To the CFSAC committee for October 29, 2009.

I would like to convey my concern over the CDC's definition, classification and research attitudes toward the illness that it has termed Chronic Fatigue Syndrome.

I presume that one of the main functions of the CDC's involvement in CFS is to inform practitioners throughout the US about this fairly-new condition and to aid them in learning about its diagnosis and treatments. If anything, it appears that the static nature of the CDC's research and available information makes these practitioners less confident about what they are seeing clinically (i.e. that this illness is far more than fatigue and a matter of "unwellness"). This is distressing for both patient and doctor.
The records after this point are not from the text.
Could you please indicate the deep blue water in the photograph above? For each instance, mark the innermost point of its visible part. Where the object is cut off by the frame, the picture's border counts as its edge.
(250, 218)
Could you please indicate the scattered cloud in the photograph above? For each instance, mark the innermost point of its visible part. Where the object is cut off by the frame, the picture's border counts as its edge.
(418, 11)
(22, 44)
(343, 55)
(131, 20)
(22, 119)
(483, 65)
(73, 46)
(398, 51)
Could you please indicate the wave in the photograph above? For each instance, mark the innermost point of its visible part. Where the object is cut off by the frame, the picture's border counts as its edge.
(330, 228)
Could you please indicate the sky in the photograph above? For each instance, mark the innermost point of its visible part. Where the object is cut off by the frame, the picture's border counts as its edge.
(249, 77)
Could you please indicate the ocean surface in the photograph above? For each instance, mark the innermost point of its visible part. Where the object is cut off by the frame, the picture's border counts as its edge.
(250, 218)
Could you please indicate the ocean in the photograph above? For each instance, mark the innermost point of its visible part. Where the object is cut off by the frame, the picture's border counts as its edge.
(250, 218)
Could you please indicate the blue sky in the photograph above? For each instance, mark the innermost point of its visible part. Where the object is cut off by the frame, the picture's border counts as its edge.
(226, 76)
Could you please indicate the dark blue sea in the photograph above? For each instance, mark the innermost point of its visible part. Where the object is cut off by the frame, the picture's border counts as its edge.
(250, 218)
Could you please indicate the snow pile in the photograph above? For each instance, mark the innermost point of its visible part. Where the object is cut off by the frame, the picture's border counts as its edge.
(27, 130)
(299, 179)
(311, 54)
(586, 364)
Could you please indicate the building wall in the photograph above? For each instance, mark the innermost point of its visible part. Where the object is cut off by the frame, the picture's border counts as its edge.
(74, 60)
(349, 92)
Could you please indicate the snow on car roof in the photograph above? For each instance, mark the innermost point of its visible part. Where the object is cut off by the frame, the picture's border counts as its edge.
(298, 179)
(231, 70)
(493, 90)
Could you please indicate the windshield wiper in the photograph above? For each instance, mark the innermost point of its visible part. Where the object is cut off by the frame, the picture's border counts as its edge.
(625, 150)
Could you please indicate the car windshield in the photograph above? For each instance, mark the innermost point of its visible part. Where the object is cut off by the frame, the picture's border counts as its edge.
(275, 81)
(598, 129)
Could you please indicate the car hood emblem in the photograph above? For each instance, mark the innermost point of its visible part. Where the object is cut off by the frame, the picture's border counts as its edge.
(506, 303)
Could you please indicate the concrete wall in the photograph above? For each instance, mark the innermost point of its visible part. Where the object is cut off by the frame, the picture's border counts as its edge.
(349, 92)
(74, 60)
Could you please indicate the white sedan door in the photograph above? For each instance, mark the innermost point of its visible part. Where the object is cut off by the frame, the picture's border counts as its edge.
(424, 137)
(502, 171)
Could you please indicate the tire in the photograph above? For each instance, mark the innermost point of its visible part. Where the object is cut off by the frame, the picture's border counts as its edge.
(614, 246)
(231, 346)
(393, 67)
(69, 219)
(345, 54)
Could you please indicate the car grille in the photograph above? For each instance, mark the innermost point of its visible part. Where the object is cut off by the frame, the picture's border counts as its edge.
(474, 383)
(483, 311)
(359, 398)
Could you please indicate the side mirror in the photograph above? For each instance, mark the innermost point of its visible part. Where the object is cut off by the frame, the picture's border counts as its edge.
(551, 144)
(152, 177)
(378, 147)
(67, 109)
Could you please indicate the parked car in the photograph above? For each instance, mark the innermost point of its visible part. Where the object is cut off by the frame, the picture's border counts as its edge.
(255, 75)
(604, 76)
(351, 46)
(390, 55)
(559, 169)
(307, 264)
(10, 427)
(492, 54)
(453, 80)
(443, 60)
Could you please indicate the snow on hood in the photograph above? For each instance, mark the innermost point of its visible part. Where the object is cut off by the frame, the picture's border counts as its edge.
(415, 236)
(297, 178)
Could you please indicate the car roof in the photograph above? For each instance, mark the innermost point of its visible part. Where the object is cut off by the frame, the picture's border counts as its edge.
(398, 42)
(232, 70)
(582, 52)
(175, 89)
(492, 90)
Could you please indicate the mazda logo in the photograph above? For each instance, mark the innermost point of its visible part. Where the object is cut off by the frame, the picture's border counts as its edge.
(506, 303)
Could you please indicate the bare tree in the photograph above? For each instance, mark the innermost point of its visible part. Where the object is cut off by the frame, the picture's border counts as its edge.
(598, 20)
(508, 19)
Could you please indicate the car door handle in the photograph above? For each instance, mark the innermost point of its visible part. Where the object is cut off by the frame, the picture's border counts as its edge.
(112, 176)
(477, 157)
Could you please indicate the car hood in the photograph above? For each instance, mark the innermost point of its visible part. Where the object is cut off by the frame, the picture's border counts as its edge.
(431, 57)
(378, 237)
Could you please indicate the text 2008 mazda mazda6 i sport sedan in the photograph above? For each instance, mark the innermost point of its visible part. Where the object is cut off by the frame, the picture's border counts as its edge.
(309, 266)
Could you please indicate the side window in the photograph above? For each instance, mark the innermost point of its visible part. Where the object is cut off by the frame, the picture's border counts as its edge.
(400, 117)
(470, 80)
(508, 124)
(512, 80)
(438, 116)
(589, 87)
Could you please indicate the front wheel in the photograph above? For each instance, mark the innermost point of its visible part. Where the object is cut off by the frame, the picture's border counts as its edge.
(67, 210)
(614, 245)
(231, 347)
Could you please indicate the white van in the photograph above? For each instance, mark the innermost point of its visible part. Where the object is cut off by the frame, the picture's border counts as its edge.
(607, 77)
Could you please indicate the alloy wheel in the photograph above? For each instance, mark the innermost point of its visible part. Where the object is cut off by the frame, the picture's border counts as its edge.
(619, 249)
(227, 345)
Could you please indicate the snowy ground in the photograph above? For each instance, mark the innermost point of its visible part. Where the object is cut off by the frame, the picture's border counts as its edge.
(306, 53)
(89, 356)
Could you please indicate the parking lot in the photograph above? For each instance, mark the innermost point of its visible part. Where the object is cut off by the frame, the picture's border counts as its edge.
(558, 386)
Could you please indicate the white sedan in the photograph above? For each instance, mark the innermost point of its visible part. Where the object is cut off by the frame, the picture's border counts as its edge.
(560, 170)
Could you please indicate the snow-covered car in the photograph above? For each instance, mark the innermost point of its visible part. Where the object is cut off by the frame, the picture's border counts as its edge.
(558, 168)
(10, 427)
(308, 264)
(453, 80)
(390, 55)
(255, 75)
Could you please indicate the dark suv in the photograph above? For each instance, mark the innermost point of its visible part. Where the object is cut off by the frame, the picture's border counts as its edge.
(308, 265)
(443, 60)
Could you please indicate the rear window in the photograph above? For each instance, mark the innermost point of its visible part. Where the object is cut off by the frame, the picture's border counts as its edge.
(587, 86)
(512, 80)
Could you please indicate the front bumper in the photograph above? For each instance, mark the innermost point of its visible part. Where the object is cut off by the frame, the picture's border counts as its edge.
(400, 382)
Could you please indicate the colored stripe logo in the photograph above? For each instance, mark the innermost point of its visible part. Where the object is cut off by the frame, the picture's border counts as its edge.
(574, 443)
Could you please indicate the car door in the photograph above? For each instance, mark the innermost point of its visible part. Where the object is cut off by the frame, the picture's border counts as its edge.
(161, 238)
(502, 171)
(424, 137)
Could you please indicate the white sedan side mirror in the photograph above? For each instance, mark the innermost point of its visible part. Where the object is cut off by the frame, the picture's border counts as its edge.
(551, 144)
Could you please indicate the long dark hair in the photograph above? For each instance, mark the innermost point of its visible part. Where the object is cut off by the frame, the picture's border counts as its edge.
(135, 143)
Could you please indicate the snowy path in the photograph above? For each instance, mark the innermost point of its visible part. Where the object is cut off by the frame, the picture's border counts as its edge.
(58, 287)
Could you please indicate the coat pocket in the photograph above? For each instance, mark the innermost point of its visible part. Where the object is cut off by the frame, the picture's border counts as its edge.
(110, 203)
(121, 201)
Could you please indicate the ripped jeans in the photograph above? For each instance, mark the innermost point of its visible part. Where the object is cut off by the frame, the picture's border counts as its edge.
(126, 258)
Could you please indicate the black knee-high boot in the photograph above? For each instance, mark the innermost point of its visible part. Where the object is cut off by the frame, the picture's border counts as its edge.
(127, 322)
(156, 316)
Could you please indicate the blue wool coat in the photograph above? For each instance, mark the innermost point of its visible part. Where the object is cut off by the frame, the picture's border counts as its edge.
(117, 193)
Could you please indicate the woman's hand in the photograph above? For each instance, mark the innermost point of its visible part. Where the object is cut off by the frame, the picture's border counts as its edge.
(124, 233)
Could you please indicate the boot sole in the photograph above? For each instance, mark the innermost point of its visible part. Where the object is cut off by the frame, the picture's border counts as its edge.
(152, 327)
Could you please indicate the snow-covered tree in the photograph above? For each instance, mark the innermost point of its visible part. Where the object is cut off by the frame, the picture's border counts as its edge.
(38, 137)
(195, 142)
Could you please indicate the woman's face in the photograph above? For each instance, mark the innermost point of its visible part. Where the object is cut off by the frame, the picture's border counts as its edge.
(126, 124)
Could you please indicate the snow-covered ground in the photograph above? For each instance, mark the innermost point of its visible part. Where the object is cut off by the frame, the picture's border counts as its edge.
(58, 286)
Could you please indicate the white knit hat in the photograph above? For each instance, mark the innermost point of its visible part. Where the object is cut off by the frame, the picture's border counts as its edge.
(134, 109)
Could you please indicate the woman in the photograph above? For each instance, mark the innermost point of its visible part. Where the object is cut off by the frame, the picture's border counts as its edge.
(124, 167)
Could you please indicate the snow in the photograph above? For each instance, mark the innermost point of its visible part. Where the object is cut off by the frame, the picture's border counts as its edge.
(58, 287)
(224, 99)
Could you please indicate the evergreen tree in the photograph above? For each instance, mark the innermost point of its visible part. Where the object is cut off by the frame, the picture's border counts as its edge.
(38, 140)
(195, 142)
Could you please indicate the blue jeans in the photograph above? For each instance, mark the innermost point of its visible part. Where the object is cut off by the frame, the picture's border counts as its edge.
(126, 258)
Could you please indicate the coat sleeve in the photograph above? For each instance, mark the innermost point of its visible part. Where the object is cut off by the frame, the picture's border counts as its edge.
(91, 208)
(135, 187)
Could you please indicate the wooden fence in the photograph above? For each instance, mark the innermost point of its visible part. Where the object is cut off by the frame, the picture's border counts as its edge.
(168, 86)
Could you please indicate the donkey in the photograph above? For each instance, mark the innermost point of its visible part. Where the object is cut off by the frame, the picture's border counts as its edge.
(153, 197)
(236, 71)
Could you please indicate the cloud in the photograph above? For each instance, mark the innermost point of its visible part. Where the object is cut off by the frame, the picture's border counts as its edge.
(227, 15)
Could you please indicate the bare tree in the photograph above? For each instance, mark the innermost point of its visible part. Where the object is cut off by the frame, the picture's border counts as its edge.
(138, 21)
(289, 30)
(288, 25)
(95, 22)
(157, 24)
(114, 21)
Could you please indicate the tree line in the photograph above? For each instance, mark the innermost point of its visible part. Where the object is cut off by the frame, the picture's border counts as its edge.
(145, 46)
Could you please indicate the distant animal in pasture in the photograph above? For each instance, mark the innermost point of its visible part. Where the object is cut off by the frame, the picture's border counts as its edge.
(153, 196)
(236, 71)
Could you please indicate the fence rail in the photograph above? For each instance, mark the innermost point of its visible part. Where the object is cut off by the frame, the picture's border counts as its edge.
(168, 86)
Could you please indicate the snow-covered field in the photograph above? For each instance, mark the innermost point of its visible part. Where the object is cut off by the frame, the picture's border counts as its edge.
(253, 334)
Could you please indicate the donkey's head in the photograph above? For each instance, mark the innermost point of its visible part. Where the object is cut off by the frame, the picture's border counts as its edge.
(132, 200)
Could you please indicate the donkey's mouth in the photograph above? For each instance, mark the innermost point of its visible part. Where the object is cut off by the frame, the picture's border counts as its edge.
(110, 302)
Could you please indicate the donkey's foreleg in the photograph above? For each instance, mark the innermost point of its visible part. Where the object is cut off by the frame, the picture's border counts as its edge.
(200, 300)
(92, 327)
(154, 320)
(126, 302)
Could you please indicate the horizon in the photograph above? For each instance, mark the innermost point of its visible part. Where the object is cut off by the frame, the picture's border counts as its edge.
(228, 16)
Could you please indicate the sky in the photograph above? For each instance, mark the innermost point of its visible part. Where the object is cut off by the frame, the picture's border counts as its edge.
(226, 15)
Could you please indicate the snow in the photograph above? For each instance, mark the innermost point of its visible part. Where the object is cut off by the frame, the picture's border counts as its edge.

I personally do not subscribe to the idea that doctors will study this illness on their own time (given that I have been the 19th patient my doctor has seen in a day), nor should it be expected that medical professionals will go out of their way to speak up about what they are observing firsthand when it is viewed as unscientific by government and health care agencies. The incredible amount of misinformation about CFS shows itself in every doctors office, emergency room, behavioral health office and with almost every member of the population that I have come in contact with.

The news in this past week released from the Whittemore Peterson Institute has led many like myself, and those close to them, to feel hopeful that although a causative agent or pathogenesis may still be far away, that progress is at long last being made. It's easy to think that people suffering with CFS would be 'ripe for the picking' in terms of "news" on this topic; however, I believe I can speak for many when I say that what we wish for is continued research at a level commensurate to our illness--not easy answers.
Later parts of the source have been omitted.